Notetaking and the Digital Divide
I always see a handful of laptops staring back at me in class. I am, perhaps, more surprised that I still see students handwriting notes at all. When I ask why they still handwrite notes, those who can afford a laptop claim that they have better information retention when they put their mac or pc aside. Now there’s some science to back this up… and it doesn’t just have to do with staying off Facebook during your Urban Sociology class.
Continuing the theme of Sally Raskoff’s post, about how to get the most of your semester, and Janis Prince Inniss’s post on how not to plagiarize, I want to focus on this central yet rarely addressed component of our classroom exchanges.
In general, I often leave students to their own counsel on the matter. If they want to use a laptop, I ask them to move to the side or back of the room so they don’t distract other students. Although the great majority of them dutifully take notes, I know their attention strays when I see someone peeking over another student’s shoulder at their screen. While my lectures on redlining or gentrification may be a little dull, I have confidence they’re more interesting than watching a student taking quality notes!
With a click away, I know some flip between Twitter, Facebook, and their notes. It isn’t just boredom or distracting multitasking that’s a problem, as one professor suspects. Paradoxically, typing copious class notes limits learning.
Using a few smart experiments, a study from two psychologists (Pam Mueller and Daniel Oppenheimer) in Psychological Sciencesuggests classroom note typers who transcribe lectures are dramatically less likely to reflect on lecture material. These students typed lots and lots of notes, and all that tapping gives both the teacher and the student a misleading impression that there’s some real learning going on. The research describes this as “mindless transcription.”

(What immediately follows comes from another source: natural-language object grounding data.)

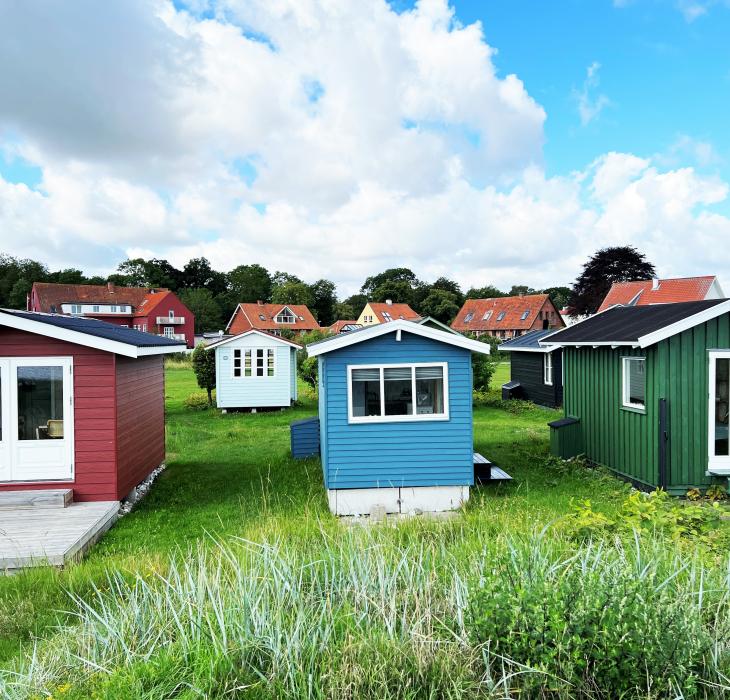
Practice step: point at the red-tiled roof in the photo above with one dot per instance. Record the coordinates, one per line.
(142, 299)
(641, 293)
(261, 317)
(504, 313)
(396, 311)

When students were given the same amount of time to study, those who took handwritten notes may have recorded less information from lectures, but they outperformed their note- typing classmates. These handwritten note takers understood more facts and grasped the bigger conceptual ideas from lecture. They spend time not just making notes, but also thinking through the content itself.
So, you should take handwritten notes. How? Most students assume their approaches are successful and they don’t need tips by their first year of college. And yet, I strongly encourage my students to use The Cornell Notetaking Method. This is a way to arrange notes in a fashion that organizes writing in the moment, and allows a student to deepen his or her knowledge later on. Each page includes a section for cues and key ideas in a left-hand column, and summary along the bottom of the page. (Look at one way of charting each page, here.) The method encourages students to take the time after class to create keywords and subheadings, and scribble out review and summarization in the allotted spaces.
Mueller and Oppenheimer’s notetaking study is only the latest in the mounting evidence against classroom laptop use. This growing argument is a blow to conventional wisdom about technology and also to those who insist that hardware scan solve our Digital Divide. Many posit this divide exists between those who have technology and those who do not, and those who have the ability to use technology to their educational advancement and those who cannot. A great many laptop (or iPad) programs attempt to address achievement gaps or serve to entice students to enroll in a college or university.
And yet these kinds of programs offer further proof that technology isn’t an easy fix. An influx of hardware without a corresponding social envelope of support creates further gaps in achievement. According to Paul Attewell in the journal Sociology of Education, “The kinds of skills that were holding back the poorer kids in traditional literacy were holding them back in their computer usage. And the kinds of advantages that affluent kids had let them go even further.” More technology widens these gaps and knowing how to use it is crucial. Now we need to know when to use it.
When a college—whether it is an Honors College at a public university or a for-profit, online college—offers a free laptop, think twice! In an odd wrinkle to the Digital Divide literature, it is possible that old-fashioned pen and paper might actually be an advantage.